Hin und wieder endeten meine Gedanken wirrer und länger, als ich es geplant hätte. Die frische Luft würde mich klarer Denken lassen. Kaum dass ich auf die Straße trat, erfüllte mich ein Gefühl der Freude. Fast so, als hätte ich das Lichtermeer ein wenig vermisst.
Die Kälte war kaum mehr ein Problem für mich. Ich hatte weit eisigere Monate als diesen erlebt, dennoch war ich dem Mantel dankbar, den ich mir hastig über die Schultern geworfen hatte, bevor die Zimmertür ins Schloss gefallen war. Die Straßen waren nicht voll zu dieser Jahreszeit. Touristen kamen dann, wenn die Sonne ihre lieblichen Finger auf die Erde legte und dazu einlud, die Wiesen des Central Parks auszunutzen.
Das New Yorker Nachtleben hielt sich dennoch nicht zurück. Als ich die 35th Street Richtung Hudson River entlangschlenderte, war es kein leichtes, der Gruppe Japaner auszuweichen, die mit klickenden Kameras versuchten, die Spitze des Empire State Buildings, die zwischen einigen Hochhäusern hervorragte, festzuhalten.
Alles in meinem Kopf drehte sich um den folgenden Tag.
Mein derzeitiger Verlag hatte mich für eine Lesung mit anschließender Signierstunde angemeldet. Dabei war das Buch kaum vier Wochen auf dem Markt. Es trug den Titel "Unterirdisch Überirdisch" und handelte von einer bösartigen Macht an Außerirdischen, die sich katastrophal dabei anstellten, die Erde einzunehmen. Ich ordnete die Geschichte dem Genre des komödiantischen Horrors ein und hatte mir bereits bei Beendigung des Buches vorgenommen, dass eine Schreibpause mir möglicherweise gut tun könnte. Denn inzwischen fabrizierte meine Gedankenwelt mal wieder nur noch Schrott.

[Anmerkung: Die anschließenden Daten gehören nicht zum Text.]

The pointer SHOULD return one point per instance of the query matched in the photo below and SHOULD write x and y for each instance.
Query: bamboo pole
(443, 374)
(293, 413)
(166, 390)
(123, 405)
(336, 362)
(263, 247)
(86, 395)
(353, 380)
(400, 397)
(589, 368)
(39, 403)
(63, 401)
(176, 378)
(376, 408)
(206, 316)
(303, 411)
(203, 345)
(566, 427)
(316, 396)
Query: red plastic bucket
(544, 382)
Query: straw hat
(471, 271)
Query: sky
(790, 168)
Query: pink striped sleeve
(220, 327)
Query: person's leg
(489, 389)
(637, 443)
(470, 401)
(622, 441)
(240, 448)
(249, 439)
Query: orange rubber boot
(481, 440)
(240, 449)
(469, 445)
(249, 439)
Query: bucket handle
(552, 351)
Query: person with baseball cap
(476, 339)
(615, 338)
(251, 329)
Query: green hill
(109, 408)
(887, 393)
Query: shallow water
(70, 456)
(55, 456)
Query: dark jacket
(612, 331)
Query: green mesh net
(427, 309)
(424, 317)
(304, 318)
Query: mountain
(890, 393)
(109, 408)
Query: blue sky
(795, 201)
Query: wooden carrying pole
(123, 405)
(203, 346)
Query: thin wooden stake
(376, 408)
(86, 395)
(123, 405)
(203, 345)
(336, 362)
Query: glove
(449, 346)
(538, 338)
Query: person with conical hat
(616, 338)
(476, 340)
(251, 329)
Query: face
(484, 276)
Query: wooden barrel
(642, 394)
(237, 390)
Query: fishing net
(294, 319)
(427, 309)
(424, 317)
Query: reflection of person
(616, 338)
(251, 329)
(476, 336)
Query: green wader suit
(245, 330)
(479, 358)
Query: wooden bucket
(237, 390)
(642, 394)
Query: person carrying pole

Dennoch oder vielleicht gerade aufgrund der Absurdheit meines Buches, fanden die Menschen Gefallen daran.
Morgen lagen rund vier Stunden der Hitze vor mir und so genoss ich die sanfte Winterbrise in vollen Zügen. Der Wind fuhr durch meine Haare wie eine weiche Hand und flüsterte die altbekannten Sagen, die nur jene verstanden, die es hören durften. Lange hatte ich probiert, sie zu entziffern, doch die höhere Macht ließ es nicht zu.
Noch nicht.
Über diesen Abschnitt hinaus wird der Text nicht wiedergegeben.